Knowledge collections
Knowledge Collections in Waterflai are organized sets of data that your AI applications can use as a knowledge base. This page will guide you through the process of creating and managing collections.
Creating a New Collection
To create a new Knowledge Collection in your Waterflai workspace:
Navigate to the Knowledge page in your Waterflai dashboard.
Click the "Add Collection" button in the Collections section.
You'll be taken through a three-step process:
Step 1: Source Selection
Choose the connector (data source) for your collection.
Step 2: Collection Configuration
Configure the collection settings specific to the chosen connector.
Select an embeddings model for your collection.
Step 3: Finalize
Provide a name and description for your collection.
Click "Save" to create the new collection.

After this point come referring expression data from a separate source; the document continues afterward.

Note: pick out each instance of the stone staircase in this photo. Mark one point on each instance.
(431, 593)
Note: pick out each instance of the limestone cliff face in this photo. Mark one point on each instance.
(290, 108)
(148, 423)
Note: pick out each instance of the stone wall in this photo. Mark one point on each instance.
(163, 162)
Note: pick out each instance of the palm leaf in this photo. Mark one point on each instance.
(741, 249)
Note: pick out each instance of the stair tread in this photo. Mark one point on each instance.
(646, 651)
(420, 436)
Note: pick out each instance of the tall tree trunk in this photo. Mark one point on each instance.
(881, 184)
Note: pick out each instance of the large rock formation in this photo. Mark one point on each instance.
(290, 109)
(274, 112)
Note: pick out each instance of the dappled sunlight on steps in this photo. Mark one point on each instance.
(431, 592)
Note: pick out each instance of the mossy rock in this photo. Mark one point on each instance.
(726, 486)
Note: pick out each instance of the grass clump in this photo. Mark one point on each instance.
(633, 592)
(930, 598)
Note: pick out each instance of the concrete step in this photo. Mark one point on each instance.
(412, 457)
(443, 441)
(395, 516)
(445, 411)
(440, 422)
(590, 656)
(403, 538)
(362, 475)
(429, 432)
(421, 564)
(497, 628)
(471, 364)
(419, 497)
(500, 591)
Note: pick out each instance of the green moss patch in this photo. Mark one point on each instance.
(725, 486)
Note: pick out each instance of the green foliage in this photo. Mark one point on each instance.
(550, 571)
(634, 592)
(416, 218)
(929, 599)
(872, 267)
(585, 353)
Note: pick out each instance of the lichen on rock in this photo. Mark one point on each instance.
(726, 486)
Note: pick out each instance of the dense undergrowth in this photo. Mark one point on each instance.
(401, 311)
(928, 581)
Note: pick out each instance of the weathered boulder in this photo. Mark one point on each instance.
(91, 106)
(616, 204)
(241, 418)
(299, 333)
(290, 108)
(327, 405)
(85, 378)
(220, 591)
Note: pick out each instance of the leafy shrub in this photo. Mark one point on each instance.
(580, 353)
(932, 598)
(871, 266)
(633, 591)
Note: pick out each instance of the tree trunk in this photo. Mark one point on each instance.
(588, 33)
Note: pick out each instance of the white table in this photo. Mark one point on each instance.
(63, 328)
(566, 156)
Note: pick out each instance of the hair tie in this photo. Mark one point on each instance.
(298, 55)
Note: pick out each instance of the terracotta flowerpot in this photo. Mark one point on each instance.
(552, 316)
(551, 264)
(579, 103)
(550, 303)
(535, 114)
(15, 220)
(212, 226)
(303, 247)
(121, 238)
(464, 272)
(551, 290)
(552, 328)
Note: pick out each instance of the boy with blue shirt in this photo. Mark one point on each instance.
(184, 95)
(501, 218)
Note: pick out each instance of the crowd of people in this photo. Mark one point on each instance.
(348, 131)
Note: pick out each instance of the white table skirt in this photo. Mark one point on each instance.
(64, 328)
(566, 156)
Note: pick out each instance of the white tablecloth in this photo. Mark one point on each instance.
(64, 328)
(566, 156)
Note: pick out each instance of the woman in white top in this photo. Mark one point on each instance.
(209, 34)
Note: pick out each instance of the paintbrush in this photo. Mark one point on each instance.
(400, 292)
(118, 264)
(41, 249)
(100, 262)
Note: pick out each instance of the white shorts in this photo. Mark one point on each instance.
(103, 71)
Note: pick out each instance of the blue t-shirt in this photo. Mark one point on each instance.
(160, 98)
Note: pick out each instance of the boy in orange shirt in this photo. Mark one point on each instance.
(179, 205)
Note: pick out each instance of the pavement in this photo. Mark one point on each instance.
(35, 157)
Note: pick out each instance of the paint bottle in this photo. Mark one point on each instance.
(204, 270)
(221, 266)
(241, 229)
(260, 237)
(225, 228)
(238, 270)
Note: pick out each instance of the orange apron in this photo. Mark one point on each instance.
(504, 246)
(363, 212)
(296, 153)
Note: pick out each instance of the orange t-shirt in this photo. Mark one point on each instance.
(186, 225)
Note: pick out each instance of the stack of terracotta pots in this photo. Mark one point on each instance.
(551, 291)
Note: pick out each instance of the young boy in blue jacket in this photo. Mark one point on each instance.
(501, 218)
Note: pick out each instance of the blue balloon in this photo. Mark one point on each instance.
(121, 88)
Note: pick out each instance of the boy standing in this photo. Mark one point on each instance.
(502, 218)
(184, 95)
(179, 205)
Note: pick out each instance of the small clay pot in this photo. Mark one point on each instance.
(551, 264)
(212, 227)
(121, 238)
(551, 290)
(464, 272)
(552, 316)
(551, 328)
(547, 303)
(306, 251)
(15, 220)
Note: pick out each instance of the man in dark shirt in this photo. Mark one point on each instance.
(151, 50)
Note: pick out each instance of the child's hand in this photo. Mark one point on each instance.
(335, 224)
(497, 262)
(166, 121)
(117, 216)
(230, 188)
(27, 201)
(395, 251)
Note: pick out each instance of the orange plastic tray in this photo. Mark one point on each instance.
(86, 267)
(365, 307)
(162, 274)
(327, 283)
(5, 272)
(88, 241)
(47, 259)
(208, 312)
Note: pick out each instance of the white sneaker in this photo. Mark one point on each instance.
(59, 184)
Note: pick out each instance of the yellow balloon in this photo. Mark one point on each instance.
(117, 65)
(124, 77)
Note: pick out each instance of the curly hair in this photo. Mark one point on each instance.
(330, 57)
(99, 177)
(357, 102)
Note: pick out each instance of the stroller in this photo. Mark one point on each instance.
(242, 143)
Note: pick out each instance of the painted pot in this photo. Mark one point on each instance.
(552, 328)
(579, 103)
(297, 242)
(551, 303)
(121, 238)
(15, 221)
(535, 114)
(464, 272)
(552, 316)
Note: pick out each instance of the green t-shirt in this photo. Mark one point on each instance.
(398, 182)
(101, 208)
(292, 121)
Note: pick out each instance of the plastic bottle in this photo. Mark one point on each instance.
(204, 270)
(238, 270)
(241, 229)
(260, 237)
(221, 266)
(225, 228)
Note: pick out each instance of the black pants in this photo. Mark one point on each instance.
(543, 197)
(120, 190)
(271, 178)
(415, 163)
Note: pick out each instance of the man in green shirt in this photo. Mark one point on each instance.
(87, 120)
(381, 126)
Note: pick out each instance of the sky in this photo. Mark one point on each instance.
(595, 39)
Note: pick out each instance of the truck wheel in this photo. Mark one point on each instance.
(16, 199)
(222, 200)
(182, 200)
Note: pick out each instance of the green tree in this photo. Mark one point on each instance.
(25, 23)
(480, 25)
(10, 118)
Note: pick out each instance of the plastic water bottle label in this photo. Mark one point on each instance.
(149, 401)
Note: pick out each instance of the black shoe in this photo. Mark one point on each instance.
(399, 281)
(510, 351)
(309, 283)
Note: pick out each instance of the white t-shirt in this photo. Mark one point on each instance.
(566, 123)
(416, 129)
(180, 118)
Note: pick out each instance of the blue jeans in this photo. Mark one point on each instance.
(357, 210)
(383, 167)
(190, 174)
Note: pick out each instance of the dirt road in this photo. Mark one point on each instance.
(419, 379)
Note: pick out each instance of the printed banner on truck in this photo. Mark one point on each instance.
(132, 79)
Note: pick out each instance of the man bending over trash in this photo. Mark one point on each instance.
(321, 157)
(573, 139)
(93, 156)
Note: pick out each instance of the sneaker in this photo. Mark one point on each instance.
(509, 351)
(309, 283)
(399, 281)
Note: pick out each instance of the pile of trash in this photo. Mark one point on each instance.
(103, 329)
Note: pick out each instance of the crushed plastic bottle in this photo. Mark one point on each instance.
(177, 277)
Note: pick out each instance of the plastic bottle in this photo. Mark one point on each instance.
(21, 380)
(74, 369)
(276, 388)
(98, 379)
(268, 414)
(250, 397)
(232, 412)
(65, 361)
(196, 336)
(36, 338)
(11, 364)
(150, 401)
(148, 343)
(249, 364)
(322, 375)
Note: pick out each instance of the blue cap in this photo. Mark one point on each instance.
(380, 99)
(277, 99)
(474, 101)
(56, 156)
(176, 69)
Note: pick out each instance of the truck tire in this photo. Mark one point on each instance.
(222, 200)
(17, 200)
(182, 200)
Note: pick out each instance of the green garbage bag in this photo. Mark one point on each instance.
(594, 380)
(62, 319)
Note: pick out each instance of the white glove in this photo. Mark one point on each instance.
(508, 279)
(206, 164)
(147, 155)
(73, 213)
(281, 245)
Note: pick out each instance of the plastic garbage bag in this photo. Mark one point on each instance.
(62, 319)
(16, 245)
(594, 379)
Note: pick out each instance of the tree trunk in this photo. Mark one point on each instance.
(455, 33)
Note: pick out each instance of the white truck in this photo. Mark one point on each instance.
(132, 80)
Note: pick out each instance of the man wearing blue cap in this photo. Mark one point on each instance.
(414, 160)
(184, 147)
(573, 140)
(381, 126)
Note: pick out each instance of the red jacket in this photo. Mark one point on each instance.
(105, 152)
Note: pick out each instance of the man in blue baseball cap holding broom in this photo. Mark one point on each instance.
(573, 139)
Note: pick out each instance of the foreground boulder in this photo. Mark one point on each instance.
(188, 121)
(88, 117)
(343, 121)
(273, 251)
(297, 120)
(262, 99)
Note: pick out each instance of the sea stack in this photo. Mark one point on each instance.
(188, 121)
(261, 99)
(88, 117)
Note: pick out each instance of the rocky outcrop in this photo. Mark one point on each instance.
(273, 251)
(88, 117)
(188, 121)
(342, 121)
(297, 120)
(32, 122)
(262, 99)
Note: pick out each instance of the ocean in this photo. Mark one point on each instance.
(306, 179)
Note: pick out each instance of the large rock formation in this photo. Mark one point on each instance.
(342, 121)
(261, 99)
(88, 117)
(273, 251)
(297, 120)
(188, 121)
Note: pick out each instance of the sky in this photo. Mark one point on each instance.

Managing Existing Collections
Once you've created collections, you can manage them from the Collections table:
Viewing Collections
The Collections table displays all your knowledge collections.
Each row shows the collection's name, a truncated description, and the associated connector type.
Editing a Collection
To edit a collection's settings:
Click on the collection name in the table.
You'll be taken to the collection edition page where you can modify all settings.
Navigate through the steps using the "Next" and "Back" buttons.
Click "Save" when you're done to apply your changes.
Deleting a Collection
To remove a collection:
Click the three-dot menu at the end of the collection's row.
Select "Delete" from the dropdown menu.
Confirm the deletion in the confirmation dialog.
Note: Deleting a collection will permanently remove its data. Ensure you no longer need the collection before deletion.
Collection Preview
When creating or editing a collection, you'll see a preview panel on the right side of the screen. This preview feature is a powerful tool designed to help you configure your collection accurately.
Embeddings Models
When creating or editing a collection, you'll sometimes need to select an embeddings model (specially when using vector store). This model is used to convert your data into vector representations, enabling efficient similarity search and retrieval.
Best Practices
Naming: Use clear, descriptive names for your collections to easily identify their purpose or contents.
Description: Provide detailed descriptions for your collections, including information about the data source and intended use.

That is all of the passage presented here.